Radarnasional,PALU – Sepuluh hari telah berlalu sejak tragedi pembunuhan satu keluarga di Jalan PDAM, Kelurahan Duyu, Kecamatan Tatanga, Kota Palu. Namun hingga Rabu (5/8/2026), terduga pelaku, Aan Kurniawan, masih belum berhasil ditangkap.
Di tengah belum tertangkapnya terduga pelaku, duka keluarga korban semakin mendalam. Nur Hanissa, yang sempat bertahan selama 10 hari menjalani perawatan intensif akibat luka berat, akhirnya meninggal dunia. Sebelumnya, suaminya Jamil (32) dan putra mereka Rizki (2) lebih dahulu tewas saat peristiwa tragis pada 26 Juli 2026.
Dengan meninggalnya Nur Hanissa, seluruh anggota keluarga yang menjadi korban dalam tragedi tersebut kini telah berpulang.
Lambatnya penangkapan terduga pelaku pun menjadi sorotan masyarakat. Banyak pihak mempertanyakan mengapa setelah 10 hari pengejaran, pelaku masih belum berhasil diamankan.
Menanggapi hal itu, Kasatreskrim Polresta Palu AKP Ismail alias Bobby mengatakan penyidik masih terus melakukan pengejaran. Polisi telah membujuk ibu terduga pelaku agar memberikan informasi mengenai keberadaan anaknya, sementara Direktorat Siber Polda Sulawesi Tengah dilibatkan untuk melacak komunikasi yang diduga berkaitan dengan pelarian terduga pelaku.
“Kami juga sudah meminta Siber Polda melacak siapa saja yang berhubungan dengan mamanya. Nanti kami analisa apakah ada komunikasi dengan pelaku. Mohon doanya,” ujar AKP Ismail.

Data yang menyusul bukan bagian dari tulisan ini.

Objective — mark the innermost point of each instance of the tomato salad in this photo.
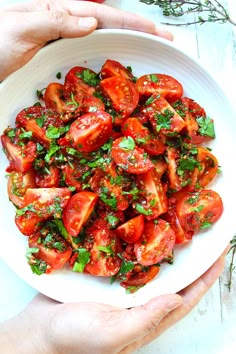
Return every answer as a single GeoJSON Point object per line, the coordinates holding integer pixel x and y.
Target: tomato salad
{"type": "Point", "coordinates": [108, 173]}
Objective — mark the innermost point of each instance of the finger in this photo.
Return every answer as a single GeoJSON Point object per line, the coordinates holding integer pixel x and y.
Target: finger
{"type": "Point", "coordinates": [109, 17]}
{"type": "Point", "coordinates": [41, 27]}
{"type": "Point", "coordinates": [191, 296]}
{"type": "Point", "coordinates": [141, 320]}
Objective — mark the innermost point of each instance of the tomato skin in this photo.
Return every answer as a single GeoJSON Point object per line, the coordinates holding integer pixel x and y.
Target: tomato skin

Polisi juga memastikan tetap mendalami informasi terkait pesan bernada ancaman yang sempat diterima Ketua RT di Kelurahan Duyu. Meski pengirim telah diamankan dan mengaku hanya iseng, penyidik menegaskan motif di balik tindakan tersebut masih terus didalami.
Hingga kini, perburuan terhadap terduga pelaku masih berlangsung. Sementara itu, masyarakat berharap aparat kepolisian dapat segera mengungkap dan menangkap pelaku agar rasa keadilan bagi tiga korban yang telah meninggal dunia dapat segera terwujud.